Face à l’émergence politique de la question raciale en France, on peut voir se dégager plusieurs types de réponses de gauche, qui ont toutes en communs d’être des d’avatars « respectables » d’un même discours raciste. Un même discours raciste qui fait des immigrés et des fils d’immigrés des facteurs de division et qui justifie leur invisibilisation, donc leur exclusion de la sphère politique.
Mais c’est encore le raciste Alain Soral qui synthétise le mieux ce discours, citons le donc ici :
« Le regroupement familial ne fut pas une naïveté humaniste de grand bourgeois qui plane, mais un projet pervers, dégueulasse : transformer les banlieues rouges à très forte conscience et solidarité de classe (avec un PCF à 30 %) en banlieues beurs.
Car on ne dira jamais assez à quel point la maghrébisation, l’africanisation, la tiers-mondisation de la France ont fait baisser vertigineusement le niveau de civisme et de civilité de la population française. » [1]
Alain Soral, peu soucieux de parler d’exploitation et de restructuration du capitalisme et de l’organisation du travail, met sur les dos de l’immigration la détérioration de la conscience de classe. Discours raciste- populiste classique dira t- on, mais pourtant ce discours n’est pas cantonné à l’extrême- droite si l’on y regarde de plus près. Nous allons voir comment cet argument de la division, au cœur de ce discours, est repris à gauche, et même à l’extrême- gauche sous des formes respectables.
Le discours humaniste social- démocrate [2] fait du racisme une cause morale abstraite, soluble dans un grand fourre- tout qui regrouperait indistinctement toutes les formes de dominations, réduites à de simples discriminations [3] et les dépolitise ainsi en empêchant de les analyser dans leurs spécificités respectives.
Il est assez proche, finalement, du discours anarchiste- individualiste à ce sujet, dans la mesure où l’anarchisme individualiste ne s’est ouvert ni à la critique de l’économie politique (comme les communistes- libertaires), ni aux sciences- sociales : dépourvue de méthode et de critique de la méthode, ce courant est donc resté bloqué au paradigme de la philosophie des Lumières et sa réflexion est essentiellement moraliste.

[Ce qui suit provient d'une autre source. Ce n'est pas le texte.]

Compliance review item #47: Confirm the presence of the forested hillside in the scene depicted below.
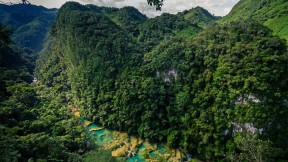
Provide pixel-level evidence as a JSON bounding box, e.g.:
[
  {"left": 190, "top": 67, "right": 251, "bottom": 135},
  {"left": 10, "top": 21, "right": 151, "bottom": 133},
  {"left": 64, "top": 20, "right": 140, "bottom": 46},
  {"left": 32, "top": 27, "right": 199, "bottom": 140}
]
[
  {"left": 36, "top": 0, "right": 288, "bottom": 161},
  {"left": 220, "top": 0, "right": 288, "bottom": 40},
  {"left": 0, "top": 4, "right": 57, "bottom": 52}
]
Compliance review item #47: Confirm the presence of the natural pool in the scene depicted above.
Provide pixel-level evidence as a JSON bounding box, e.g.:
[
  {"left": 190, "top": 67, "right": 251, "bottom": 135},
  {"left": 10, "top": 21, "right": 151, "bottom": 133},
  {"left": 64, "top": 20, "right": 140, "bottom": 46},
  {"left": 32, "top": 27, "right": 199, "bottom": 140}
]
[{"left": 80, "top": 117, "right": 183, "bottom": 162}]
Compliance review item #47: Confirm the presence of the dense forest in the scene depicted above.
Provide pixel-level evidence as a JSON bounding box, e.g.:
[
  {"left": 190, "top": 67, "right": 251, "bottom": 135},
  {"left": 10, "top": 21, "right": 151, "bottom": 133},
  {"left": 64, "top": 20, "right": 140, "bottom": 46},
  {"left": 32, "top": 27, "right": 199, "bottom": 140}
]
[{"left": 0, "top": 0, "right": 288, "bottom": 162}]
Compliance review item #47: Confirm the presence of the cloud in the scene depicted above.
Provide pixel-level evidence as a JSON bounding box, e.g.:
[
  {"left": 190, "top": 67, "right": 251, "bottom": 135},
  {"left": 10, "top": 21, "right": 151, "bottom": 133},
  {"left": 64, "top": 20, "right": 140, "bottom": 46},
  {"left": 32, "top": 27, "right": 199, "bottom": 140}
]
[{"left": 2, "top": 0, "right": 239, "bottom": 17}]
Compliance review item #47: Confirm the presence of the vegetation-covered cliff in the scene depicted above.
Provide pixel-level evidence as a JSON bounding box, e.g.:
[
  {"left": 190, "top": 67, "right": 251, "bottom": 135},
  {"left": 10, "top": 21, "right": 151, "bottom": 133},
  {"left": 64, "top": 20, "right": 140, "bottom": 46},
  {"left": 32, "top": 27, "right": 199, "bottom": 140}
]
[
  {"left": 37, "top": 1, "right": 288, "bottom": 160},
  {"left": 0, "top": 0, "right": 288, "bottom": 162},
  {"left": 220, "top": 0, "right": 288, "bottom": 40}
]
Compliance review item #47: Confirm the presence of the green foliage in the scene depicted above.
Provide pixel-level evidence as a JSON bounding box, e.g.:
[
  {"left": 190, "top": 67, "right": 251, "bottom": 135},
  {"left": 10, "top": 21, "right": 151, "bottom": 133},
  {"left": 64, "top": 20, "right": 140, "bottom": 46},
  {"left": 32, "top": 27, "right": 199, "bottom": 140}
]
[
  {"left": 226, "top": 134, "right": 271, "bottom": 162},
  {"left": 147, "top": 0, "right": 164, "bottom": 10},
  {"left": 220, "top": 0, "right": 288, "bottom": 43},
  {"left": 83, "top": 149, "right": 118, "bottom": 162},
  {"left": 27, "top": 2, "right": 288, "bottom": 161}
]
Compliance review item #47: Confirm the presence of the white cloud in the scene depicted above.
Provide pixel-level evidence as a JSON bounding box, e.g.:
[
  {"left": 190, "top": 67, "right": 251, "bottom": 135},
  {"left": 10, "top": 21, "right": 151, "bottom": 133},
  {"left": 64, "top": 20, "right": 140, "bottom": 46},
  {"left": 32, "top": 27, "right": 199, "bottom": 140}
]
[{"left": 2, "top": 0, "right": 239, "bottom": 17}]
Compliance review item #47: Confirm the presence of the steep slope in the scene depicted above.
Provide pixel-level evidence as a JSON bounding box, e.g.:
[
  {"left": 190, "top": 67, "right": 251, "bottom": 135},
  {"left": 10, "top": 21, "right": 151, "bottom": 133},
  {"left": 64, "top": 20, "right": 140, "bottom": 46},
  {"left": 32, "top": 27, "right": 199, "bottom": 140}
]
[
  {"left": 0, "top": 4, "right": 56, "bottom": 52},
  {"left": 36, "top": 2, "right": 288, "bottom": 161},
  {"left": 220, "top": 0, "right": 288, "bottom": 40},
  {"left": 179, "top": 7, "right": 219, "bottom": 27}
]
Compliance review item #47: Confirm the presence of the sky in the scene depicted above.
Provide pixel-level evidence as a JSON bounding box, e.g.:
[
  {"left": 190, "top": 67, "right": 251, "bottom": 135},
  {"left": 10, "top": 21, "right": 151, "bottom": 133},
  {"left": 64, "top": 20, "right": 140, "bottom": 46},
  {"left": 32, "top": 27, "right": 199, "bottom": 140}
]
[{"left": 0, "top": 0, "right": 239, "bottom": 17}]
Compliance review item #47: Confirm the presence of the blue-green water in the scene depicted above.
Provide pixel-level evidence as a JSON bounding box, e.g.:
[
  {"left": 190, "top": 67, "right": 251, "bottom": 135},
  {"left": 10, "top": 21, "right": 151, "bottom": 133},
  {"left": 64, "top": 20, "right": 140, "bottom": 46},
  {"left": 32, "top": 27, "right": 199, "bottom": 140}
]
[{"left": 80, "top": 117, "right": 169, "bottom": 162}]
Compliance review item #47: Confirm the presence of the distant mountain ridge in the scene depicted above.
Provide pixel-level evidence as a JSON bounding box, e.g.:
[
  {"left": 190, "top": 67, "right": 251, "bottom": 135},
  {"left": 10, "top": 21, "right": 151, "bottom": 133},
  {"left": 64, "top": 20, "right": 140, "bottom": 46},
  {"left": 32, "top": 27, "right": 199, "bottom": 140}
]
[
  {"left": 220, "top": 0, "right": 288, "bottom": 43},
  {"left": 0, "top": 4, "right": 57, "bottom": 52}
]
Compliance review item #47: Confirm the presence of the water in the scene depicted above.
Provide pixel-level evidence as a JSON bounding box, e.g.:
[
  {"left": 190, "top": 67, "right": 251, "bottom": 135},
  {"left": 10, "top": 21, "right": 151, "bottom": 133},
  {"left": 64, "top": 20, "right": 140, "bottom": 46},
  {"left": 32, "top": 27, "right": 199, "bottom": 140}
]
[{"left": 80, "top": 117, "right": 174, "bottom": 162}]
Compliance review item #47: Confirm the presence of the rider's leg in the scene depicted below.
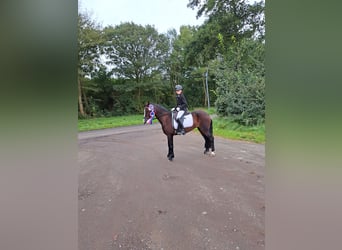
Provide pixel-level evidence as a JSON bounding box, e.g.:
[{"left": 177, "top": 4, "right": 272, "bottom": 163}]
[{"left": 176, "top": 110, "right": 185, "bottom": 135}]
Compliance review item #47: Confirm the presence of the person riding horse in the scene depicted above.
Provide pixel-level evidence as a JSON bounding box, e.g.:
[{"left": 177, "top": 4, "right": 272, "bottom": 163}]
[{"left": 171, "top": 84, "right": 188, "bottom": 135}]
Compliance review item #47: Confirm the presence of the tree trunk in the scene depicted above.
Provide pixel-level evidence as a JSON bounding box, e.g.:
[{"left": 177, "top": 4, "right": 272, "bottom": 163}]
[{"left": 78, "top": 78, "right": 85, "bottom": 117}]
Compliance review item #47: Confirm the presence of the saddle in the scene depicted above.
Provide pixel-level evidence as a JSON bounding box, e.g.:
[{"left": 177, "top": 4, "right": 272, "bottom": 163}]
[{"left": 171, "top": 110, "right": 194, "bottom": 129}]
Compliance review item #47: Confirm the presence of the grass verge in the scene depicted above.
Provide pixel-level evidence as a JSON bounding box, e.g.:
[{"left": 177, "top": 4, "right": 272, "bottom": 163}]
[
  {"left": 213, "top": 117, "right": 265, "bottom": 143},
  {"left": 78, "top": 115, "right": 143, "bottom": 132}
]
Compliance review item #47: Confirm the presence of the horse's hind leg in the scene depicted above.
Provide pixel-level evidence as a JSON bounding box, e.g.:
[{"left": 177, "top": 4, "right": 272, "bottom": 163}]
[
  {"left": 209, "top": 121, "right": 215, "bottom": 156},
  {"left": 167, "top": 135, "right": 175, "bottom": 161},
  {"left": 198, "top": 128, "right": 211, "bottom": 154}
]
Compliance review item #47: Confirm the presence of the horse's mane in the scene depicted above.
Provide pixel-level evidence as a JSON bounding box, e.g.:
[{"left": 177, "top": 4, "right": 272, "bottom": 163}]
[{"left": 153, "top": 104, "right": 170, "bottom": 112}]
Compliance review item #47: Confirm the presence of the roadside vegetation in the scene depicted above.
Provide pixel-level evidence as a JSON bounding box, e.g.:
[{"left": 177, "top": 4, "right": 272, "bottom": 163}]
[
  {"left": 77, "top": 0, "right": 265, "bottom": 143},
  {"left": 78, "top": 109, "right": 265, "bottom": 143}
]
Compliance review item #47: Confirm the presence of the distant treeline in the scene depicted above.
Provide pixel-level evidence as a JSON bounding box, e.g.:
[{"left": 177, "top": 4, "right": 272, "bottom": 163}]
[{"left": 78, "top": 0, "right": 265, "bottom": 125}]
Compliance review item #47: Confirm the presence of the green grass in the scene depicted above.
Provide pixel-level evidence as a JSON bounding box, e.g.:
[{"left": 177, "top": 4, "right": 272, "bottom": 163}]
[
  {"left": 78, "top": 115, "right": 143, "bottom": 131},
  {"left": 78, "top": 112, "right": 265, "bottom": 143},
  {"left": 213, "top": 117, "right": 265, "bottom": 143}
]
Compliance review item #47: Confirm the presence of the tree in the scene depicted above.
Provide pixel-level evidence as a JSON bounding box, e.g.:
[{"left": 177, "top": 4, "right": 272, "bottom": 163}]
[
  {"left": 188, "top": 0, "right": 265, "bottom": 63},
  {"left": 211, "top": 39, "right": 265, "bottom": 125},
  {"left": 77, "top": 13, "right": 102, "bottom": 117},
  {"left": 104, "top": 22, "right": 168, "bottom": 83}
]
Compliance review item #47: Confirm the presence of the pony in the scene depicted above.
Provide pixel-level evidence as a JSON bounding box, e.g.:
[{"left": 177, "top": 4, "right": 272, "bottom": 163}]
[{"left": 144, "top": 103, "right": 215, "bottom": 161}]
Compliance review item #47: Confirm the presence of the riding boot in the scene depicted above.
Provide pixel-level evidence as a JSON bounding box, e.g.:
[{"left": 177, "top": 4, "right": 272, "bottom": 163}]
[{"left": 177, "top": 119, "right": 185, "bottom": 135}]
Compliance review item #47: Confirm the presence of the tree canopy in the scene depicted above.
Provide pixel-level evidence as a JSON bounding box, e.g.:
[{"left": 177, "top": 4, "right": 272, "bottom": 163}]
[{"left": 78, "top": 0, "right": 265, "bottom": 125}]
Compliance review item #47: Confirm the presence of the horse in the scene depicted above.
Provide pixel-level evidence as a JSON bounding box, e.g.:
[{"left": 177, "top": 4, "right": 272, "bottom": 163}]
[{"left": 144, "top": 103, "right": 215, "bottom": 161}]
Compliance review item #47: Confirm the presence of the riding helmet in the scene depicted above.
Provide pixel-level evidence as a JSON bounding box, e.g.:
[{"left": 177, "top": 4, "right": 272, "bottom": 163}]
[{"left": 175, "top": 84, "right": 183, "bottom": 91}]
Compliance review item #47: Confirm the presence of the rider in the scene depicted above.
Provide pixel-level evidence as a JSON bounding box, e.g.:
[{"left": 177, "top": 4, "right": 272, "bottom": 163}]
[{"left": 172, "top": 84, "right": 188, "bottom": 135}]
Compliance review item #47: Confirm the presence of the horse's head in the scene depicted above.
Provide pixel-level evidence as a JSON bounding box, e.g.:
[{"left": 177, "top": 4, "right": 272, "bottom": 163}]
[{"left": 144, "top": 103, "right": 155, "bottom": 124}]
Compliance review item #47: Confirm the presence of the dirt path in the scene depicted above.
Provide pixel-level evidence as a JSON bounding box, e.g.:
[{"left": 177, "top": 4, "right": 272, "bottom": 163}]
[{"left": 79, "top": 124, "right": 265, "bottom": 250}]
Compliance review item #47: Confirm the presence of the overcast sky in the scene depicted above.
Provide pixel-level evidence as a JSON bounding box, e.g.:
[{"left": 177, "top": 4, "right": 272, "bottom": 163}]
[
  {"left": 79, "top": 0, "right": 205, "bottom": 33},
  {"left": 79, "top": 0, "right": 210, "bottom": 33}
]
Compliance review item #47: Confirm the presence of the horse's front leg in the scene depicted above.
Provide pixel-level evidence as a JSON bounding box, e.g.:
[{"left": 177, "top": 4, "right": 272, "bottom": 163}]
[{"left": 167, "top": 135, "right": 175, "bottom": 161}]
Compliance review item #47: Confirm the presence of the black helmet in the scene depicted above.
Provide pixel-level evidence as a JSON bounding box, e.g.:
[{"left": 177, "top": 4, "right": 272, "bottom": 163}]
[{"left": 175, "top": 84, "right": 183, "bottom": 91}]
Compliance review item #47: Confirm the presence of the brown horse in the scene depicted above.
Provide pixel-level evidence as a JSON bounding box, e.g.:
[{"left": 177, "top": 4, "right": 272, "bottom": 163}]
[{"left": 144, "top": 103, "right": 215, "bottom": 161}]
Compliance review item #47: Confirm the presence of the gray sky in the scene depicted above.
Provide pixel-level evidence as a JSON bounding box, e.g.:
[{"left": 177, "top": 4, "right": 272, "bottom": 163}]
[{"left": 79, "top": 0, "right": 205, "bottom": 33}]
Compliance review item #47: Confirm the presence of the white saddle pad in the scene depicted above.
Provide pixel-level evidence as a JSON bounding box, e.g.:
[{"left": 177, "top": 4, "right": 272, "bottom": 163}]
[{"left": 172, "top": 114, "right": 194, "bottom": 129}]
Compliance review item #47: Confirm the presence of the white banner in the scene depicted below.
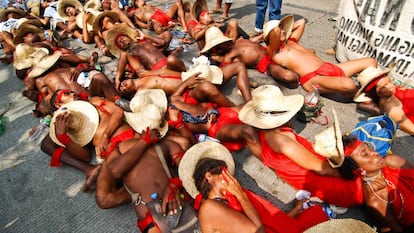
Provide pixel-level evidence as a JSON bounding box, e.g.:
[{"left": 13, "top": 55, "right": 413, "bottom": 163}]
[{"left": 336, "top": 0, "right": 414, "bottom": 88}]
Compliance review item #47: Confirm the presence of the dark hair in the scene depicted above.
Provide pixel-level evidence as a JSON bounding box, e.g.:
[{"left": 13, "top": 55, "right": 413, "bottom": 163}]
[
  {"left": 193, "top": 158, "right": 227, "bottom": 198},
  {"left": 338, "top": 135, "right": 359, "bottom": 180}
]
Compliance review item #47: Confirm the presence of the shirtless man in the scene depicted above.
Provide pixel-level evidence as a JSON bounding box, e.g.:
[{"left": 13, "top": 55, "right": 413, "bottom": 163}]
[
  {"left": 105, "top": 26, "right": 186, "bottom": 89},
  {"left": 263, "top": 15, "right": 377, "bottom": 97},
  {"left": 134, "top": 0, "right": 187, "bottom": 34},
  {"left": 201, "top": 27, "right": 297, "bottom": 88}
]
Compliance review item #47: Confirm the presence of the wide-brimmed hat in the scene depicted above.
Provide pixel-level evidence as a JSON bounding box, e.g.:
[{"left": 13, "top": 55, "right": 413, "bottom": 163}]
[
  {"left": 13, "top": 20, "right": 45, "bottom": 45},
  {"left": 178, "top": 141, "right": 235, "bottom": 198},
  {"left": 190, "top": 0, "right": 208, "bottom": 21},
  {"left": 201, "top": 27, "right": 232, "bottom": 53},
  {"left": 181, "top": 56, "right": 223, "bottom": 84},
  {"left": 354, "top": 64, "right": 395, "bottom": 102},
  {"left": 13, "top": 43, "right": 49, "bottom": 70},
  {"left": 27, "top": 51, "right": 62, "bottom": 78},
  {"left": 23, "top": 0, "right": 40, "bottom": 16},
  {"left": 105, "top": 25, "right": 138, "bottom": 58},
  {"left": 56, "top": 0, "right": 83, "bottom": 19},
  {"left": 239, "top": 85, "right": 304, "bottom": 129},
  {"left": 0, "top": 6, "right": 26, "bottom": 21},
  {"left": 49, "top": 100, "right": 99, "bottom": 147},
  {"left": 93, "top": 11, "right": 119, "bottom": 32},
  {"left": 129, "top": 89, "right": 168, "bottom": 115},
  {"left": 304, "top": 218, "right": 377, "bottom": 233},
  {"left": 263, "top": 15, "right": 294, "bottom": 41},
  {"left": 83, "top": 0, "right": 102, "bottom": 11},
  {"left": 75, "top": 8, "right": 101, "bottom": 31},
  {"left": 313, "top": 109, "right": 345, "bottom": 168},
  {"left": 124, "top": 104, "right": 168, "bottom": 137}
]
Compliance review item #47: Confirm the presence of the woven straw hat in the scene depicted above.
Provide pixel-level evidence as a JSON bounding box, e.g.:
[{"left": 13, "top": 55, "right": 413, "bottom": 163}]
[
  {"left": 27, "top": 51, "right": 62, "bottom": 78},
  {"left": 76, "top": 8, "right": 101, "bottom": 31},
  {"left": 190, "top": 0, "right": 208, "bottom": 21},
  {"left": 201, "top": 27, "right": 232, "bottom": 53},
  {"left": 239, "top": 85, "right": 304, "bottom": 129},
  {"left": 105, "top": 25, "right": 138, "bottom": 58},
  {"left": 93, "top": 11, "right": 119, "bottom": 32},
  {"left": 354, "top": 63, "right": 395, "bottom": 102},
  {"left": 124, "top": 104, "right": 168, "bottom": 137},
  {"left": 313, "top": 109, "right": 345, "bottom": 168},
  {"left": 0, "top": 6, "right": 26, "bottom": 21},
  {"left": 263, "top": 15, "right": 294, "bottom": 41},
  {"left": 13, "top": 43, "right": 49, "bottom": 70},
  {"left": 56, "top": 0, "right": 83, "bottom": 19},
  {"left": 129, "top": 89, "right": 168, "bottom": 114},
  {"left": 178, "top": 141, "right": 235, "bottom": 198},
  {"left": 304, "top": 218, "right": 377, "bottom": 233},
  {"left": 49, "top": 100, "right": 99, "bottom": 147}
]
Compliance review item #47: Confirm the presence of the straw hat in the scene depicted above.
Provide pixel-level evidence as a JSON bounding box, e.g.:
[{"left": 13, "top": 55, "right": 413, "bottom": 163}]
[
  {"left": 304, "top": 218, "right": 377, "bottom": 233},
  {"left": 75, "top": 8, "right": 101, "bottom": 31},
  {"left": 93, "top": 11, "right": 119, "bottom": 32},
  {"left": 23, "top": 0, "right": 40, "bottom": 16},
  {"left": 190, "top": 0, "right": 208, "bottom": 21},
  {"left": 178, "top": 141, "right": 235, "bottom": 198},
  {"left": 129, "top": 89, "right": 168, "bottom": 115},
  {"left": 13, "top": 21, "right": 45, "bottom": 45},
  {"left": 27, "top": 51, "right": 62, "bottom": 78},
  {"left": 201, "top": 27, "right": 232, "bottom": 53},
  {"left": 49, "top": 100, "right": 99, "bottom": 147},
  {"left": 313, "top": 109, "right": 345, "bottom": 168},
  {"left": 0, "top": 6, "right": 26, "bottom": 21},
  {"left": 56, "top": 0, "right": 83, "bottom": 19},
  {"left": 124, "top": 104, "right": 168, "bottom": 137},
  {"left": 13, "top": 43, "right": 49, "bottom": 70},
  {"left": 239, "top": 85, "right": 304, "bottom": 129},
  {"left": 105, "top": 25, "right": 138, "bottom": 58},
  {"left": 83, "top": 0, "right": 102, "bottom": 11},
  {"left": 263, "top": 15, "right": 294, "bottom": 41},
  {"left": 354, "top": 63, "right": 395, "bottom": 102}
]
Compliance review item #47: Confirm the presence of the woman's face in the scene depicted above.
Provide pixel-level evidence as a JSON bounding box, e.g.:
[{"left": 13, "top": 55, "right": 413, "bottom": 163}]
[
  {"left": 351, "top": 143, "right": 385, "bottom": 173},
  {"left": 376, "top": 76, "right": 395, "bottom": 98}
]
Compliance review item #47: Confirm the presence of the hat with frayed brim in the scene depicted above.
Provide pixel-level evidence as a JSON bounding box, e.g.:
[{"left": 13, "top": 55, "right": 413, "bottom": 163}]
[
  {"left": 93, "top": 11, "right": 119, "bottom": 32},
  {"left": 105, "top": 25, "right": 138, "bottom": 58},
  {"left": 27, "top": 51, "right": 62, "bottom": 78},
  {"left": 76, "top": 8, "right": 101, "bottom": 32},
  {"left": 181, "top": 64, "right": 223, "bottom": 84},
  {"left": 304, "top": 218, "right": 377, "bottom": 233},
  {"left": 354, "top": 63, "right": 395, "bottom": 102},
  {"left": 201, "top": 27, "right": 232, "bottom": 53},
  {"left": 178, "top": 141, "right": 235, "bottom": 198},
  {"left": 49, "top": 100, "right": 99, "bottom": 147},
  {"left": 0, "top": 6, "right": 26, "bottom": 21},
  {"left": 56, "top": 0, "right": 83, "bottom": 19},
  {"left": 239, "top": 85, "right": 304, "bottom": 129},
  {"left": 124, "top": 104, "right": 168, "bottom": 138},
  {"left": 263, "top": 15, "right": 294, "bottom": 41},
  {"left": 313, "top": 109, "right": 345, "bottom": 168},
  {"left": 190, "top": 0, "right": 208, "bottom": 21},
  {"left": 129, "top": 89, "right": 168, "bottom": 114},
  {"left": 13, "top": 43, "right": 49, "bottom": 70}
]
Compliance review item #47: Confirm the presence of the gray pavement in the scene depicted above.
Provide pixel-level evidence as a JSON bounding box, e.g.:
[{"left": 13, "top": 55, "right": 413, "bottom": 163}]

De façon assez parlante, l’anarchisme-individualiste et la sociale- démocratie ont également en commun le fait d’être les courants idéologiques les plus virulents contre la non-mixité politique, allant jusqu’à la comparer au fascisme [4].
De son côté, le discours marxiste- orthodoxe [5], s’il n’essaie évidemment pas d’évacuer en douce la question de classe, essaye d’y inféoder la question raciale en faisant du racisme un simple faux discours dont le seul effet néfaste serait de briser la solidarité au sein du prolétariat. Le racisme n’est donc pas traité pour lui- même, comme rapport de domination particulier, mais comme simple idéologie, qui ne serait problématique que du point de vue de la classe.
Bien que ces discours soient de gauche, l’accusation de division, typique de l’argumentaire raciste, n’est jamais bien loin. Pour la gauche, le racisme reste au mieux une lutte secondaire, et sa mise sous tutelle paternaliste est obligatoire. Les racisés doivent accepter de rester de simples victimes du Racisme, dont on prend généreusement soin comme les petits- enfants de l’aide humanitaire, et ne doivent surtout pas tenter de se constituer en sujets politiques autonomes. Dès que les racisés n’acceptent plus de dissoudre la spécificité de leur oppression et de la rendre invisible ou secondaire voila que les potes d’hier auxquels il ne fallait pas toucher deviennent soudain ni plus ni moins que les nazis d’aujourd’hui pour avoir commis le crime de prétendre s’organiser en non- mixité.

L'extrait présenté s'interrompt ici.